I piani alti Volkswagen confermano: tra le future strategie che il colosso tedesco attuerà a medio termine ci saranno progetti da dedicare alla mobilità sostenibile e a servizi di condivisione del veicolo (car sharing).

Lo ha indicato nelle scorse ore l’amministratore delegato di Volkswagen Matthias Mueller, durante la conferenza stampa che si è svolta presso il quartier generale di Wolfsburg e nella quale, davanti a una platea di giornalisti internazionali, è stato analizzato il bilancio 2015 per VW e sono state delineate le linee guida future per il Gruppo.

Non si tratta in questo caso di una novità in senso assoluto, essendo già chiaro da diverse settimane il maxi programma di sviluppo verso la mobilità a zero emissioni, che prevede per Volkswagen la creazione di una gamma di auto elettriche da portare al debutto entro il 2020. Tuttavia, in questa occasione il CEO Mueller ha ribadito l’intenzione del Gruppo nei confronti delle nuove frontiere green per la mobilità.

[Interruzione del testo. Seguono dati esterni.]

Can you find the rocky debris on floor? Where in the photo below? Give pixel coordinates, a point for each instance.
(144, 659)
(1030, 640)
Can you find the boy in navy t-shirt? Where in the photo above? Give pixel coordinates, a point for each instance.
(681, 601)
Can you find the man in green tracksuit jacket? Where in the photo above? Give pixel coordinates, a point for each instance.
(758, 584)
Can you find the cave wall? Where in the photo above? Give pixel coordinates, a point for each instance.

Il futuro verso il quale si proietta Volkswagen, già anticipato nei mesi scorsi, conoscerà un primo punto fermo nel 2019 con l’atteso debutto della prima auto elettrica VW. Nel frattempo sarà completato lo sviluppo della inedita piattaforma MEB – Modular Electric Toolkit, pianale modulare sul quale Volkswagen allestirà progressivamente la propria intera produzione di autoveicoli elettrici, visto in veste di prototipo–laboratorio lo scorso gennaio al CES di Las Vegas quale base sulla quale è stato allestito il concept del minibus BUDD-e a trazione elettrica.

La piattaforma MEB di Volkswagen è stata sviluppata dai tecnici di Wolfsburg per garantire adeguate capacità di carico e abitabilità, grazie a uno specifico studio sugli ingombri della parte powertrain e delle batterie collocate al centro, all’interno del pianale.

Il 2016 di Volkswagen sarà, assicura Matthias Mueller, un anno di transizione: il Gruppo sta operando in maniera concreta per lasciarsi alle spalle (e non sarà facile) lo scandalo del “Dieselgate”, cioè le emissioni di ossidi di azoto manipolate durante i test di laboratorio, “esploso” all’inizio dello scorso autunno e che continua a far parlare di se in tutto il mondo.

Attualmente VW si prepara a dare il via a una campagna di richiami, che in una prima tranche riguarderà 15.000 proprietari di altrettante unità di Volkswagen Golf 2.0 Tdi BlueMotion equipaggiate con il turbodiesel della “famiglia” EA189, cioè la gamma interessata dalla manipolazione del software di controllo delle emissioni degli ossidi di azoto.

Tuttavia i vertici di Wolfsburg indicano ulteriori strade per il settore automotive di domani: non soltanto auto elettriche, ma anche servizi di mobilità “smart” a cominciare dall’utilizzo condiviso: dal car sharing al noleggio a lungo termine.